The density of Barad’s text owes much to the multiplicity of meanings in contested concepts where reality, cause-effect, material, measurement, and much more play like chameleons along the physical/metaphysical borderland.
     Quantum, as its applications in physics have proven deadly serious, also merits the highest level of cognitive and ethical attention in the world of story. To claim quantum storytelling, we’ll have to confront the hegemonic paradigm that Barad articulates as the worldview around classical physics:
Representationalism, metaphysical individualism, and humanism work hand in hand, holding this worldview in place. These forces have such a powerful grip on contemporary patterns of thought that even some of the most concerted efforts to escape the grasp of these anthropocentric forces have failed. Niels Bohr's philosophy-physics poses an energetic challenge not only to Newtonian physics and metaphysics but to representationalism and concordant epistemologies, such as conventional forms of realism and social constructivism, as well  (pp. 134-135).
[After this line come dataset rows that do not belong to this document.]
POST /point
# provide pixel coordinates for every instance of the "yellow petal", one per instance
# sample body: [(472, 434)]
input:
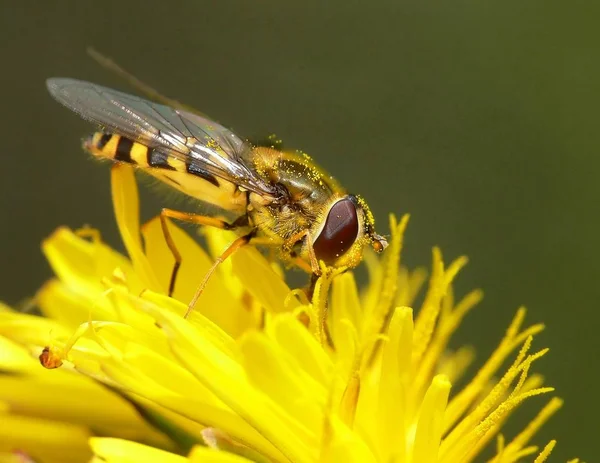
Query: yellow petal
[(114, 450), (126, 204)]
     Barad challenges us on getting lost in representation and emphasizes the risk of metaphor.  While I love the symbolic, I like her point; just as any rider should also muck stalls, anyone engaging in policy or theory should regularly get in the grime of poverty to avoid being vaporized in talk-about.  Perhaps the most compelling reason I ride horses comes in the close contact with physical experience.  That’s what drives the power of symbols.  The body fires imagination and fuses applications beyond the dressage arena as well as within it.  Each touch of more subtle ask-trust-release-response that’s generated in good riding fuels capacity for better engagement in the power dimensions of any relationship: husband-wife, teacher-student, human-environment, and on.
     While quantum storytelling is still storytelling and a celebration of the imagination, a close cousin to metaphysics, my teeth grind when the body gets overly neglected.  Storytelling easily goes too new-age-y; it needs to be coupled with real social justice, with personal health, with all-my-relations.  The quantum physics, as told by Barad, serves this purpose.  Matter stands tall, inseparable from mattering. 
     As we work to establish the significance, the distinctive meaning and purpose of quantum storytelling, we would do well to consider these three conceptual forces (representationalism, metaphysical individualism, and humanism) because their tentacles grip existing forms of storytelling and other symbolic structures as well as classical physics.  I wince when storytelling plays in fairy tales and fails to translate into matter; equally painful is the personal story that sustains injustice and isolation because it doesn’t move past the arrogance of humanism.  Barad models the issues of this force with special application to physics.   Those of us who work with story for social justice can learn from her lead. 
     The challenge of going against a prevailing worldview, especially when it’s penetrated through the collective unconscious as well as entrenched in the personal and cultural status system, looms large.  Barad’s elaboration of quantum offers storytellers a powerful partner; we only have to meet the universe halfway.